Update: This issue has been resolved in kernel 3.18.10 release. The below instructions are no longer required if your distribution has updated the kernel or backported the fix.
Due to latency issues that I was having with KVM and Windows 2008 R2 with Linux 3.10, I decided to update to Linux 3.17 series despite the TCP checksuming issue that I had been encountering (eg. virtio-net not working at all between guests due to the CHECKSUM_PARTIAL bug in 3.11 and above.)
I updated to Linux 3.17.1, and kept qemu at 2.0 (included in Ubuntu 14.04) and libvirt 1.2.2. Unfortunately, the TCP checksuming bug still exists. However, this resolved my Windows 2008 R2 latency issues. I am no longer seeing latency jumps to 1500ms or packet loss under load, this was using SRV-IO passthrough of a NIC.
Due to the issues I was experiencing with TCP checksuming, virtio-net and openvswitch I decided to update to libvirt 1.2.9 which includes new support for tuning guest network interfaces. This allows me to cleanly turn off TCP checksuming on an interface using the following interface definition (and thus allows all my guests to function properly):
<interface type='network'> <model type='virtio'/> <driver name='vhost'> <guest csum='off' tso4='off' tso6='off'/> </driver> </interface>
Additionally, my Sophos UTM 9 guest (which is my firewall) no longer halts cleanly so I tried updating to qemu 2.1 – but this did not solve the issue. I have decided to leave the newer releases in place, as they have improved performance with the Windows guests as well.
For those interested, pre-built packages for Ubuntu 14.04 amd64 are available here.
Have you tried the Ubuntu 14.10 stack with this issue? Also does multi-queue virtio-net work properly with open-vswitch?
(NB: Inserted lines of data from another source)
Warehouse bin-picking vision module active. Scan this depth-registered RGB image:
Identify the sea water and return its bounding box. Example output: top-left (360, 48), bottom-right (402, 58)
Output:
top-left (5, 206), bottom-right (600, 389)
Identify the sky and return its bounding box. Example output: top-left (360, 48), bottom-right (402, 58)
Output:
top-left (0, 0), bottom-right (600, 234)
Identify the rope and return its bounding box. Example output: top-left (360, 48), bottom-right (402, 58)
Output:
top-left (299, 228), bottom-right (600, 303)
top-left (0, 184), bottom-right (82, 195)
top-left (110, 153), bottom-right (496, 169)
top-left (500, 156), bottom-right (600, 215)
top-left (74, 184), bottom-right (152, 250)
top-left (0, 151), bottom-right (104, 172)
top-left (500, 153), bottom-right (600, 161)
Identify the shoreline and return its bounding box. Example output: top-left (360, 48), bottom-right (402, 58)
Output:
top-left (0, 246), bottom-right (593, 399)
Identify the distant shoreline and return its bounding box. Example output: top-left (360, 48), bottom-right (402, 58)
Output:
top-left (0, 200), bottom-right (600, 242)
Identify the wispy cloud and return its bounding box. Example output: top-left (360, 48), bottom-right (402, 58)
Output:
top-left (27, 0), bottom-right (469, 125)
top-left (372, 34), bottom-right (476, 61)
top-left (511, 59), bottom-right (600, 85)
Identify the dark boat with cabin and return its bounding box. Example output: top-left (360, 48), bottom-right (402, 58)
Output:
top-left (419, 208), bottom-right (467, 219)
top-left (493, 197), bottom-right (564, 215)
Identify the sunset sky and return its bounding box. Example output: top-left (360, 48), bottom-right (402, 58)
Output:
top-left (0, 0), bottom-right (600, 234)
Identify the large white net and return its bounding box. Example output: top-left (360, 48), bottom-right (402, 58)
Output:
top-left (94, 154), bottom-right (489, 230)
I have not tried Ubuntu 14.10, but multi-queue virtio-net works fine with all stock Ubuntu 14.04 components.
Thanks for your response, I wasn't able to recreate the checksum_partial bug. According to the link you provided, it seems the vlan tag would have to be passed to the guest for this bug to occur.
Exactly the situation where the bug occurs. I have a trunked port on a virtual machine which is running a firewall, and this is where I run into the issue.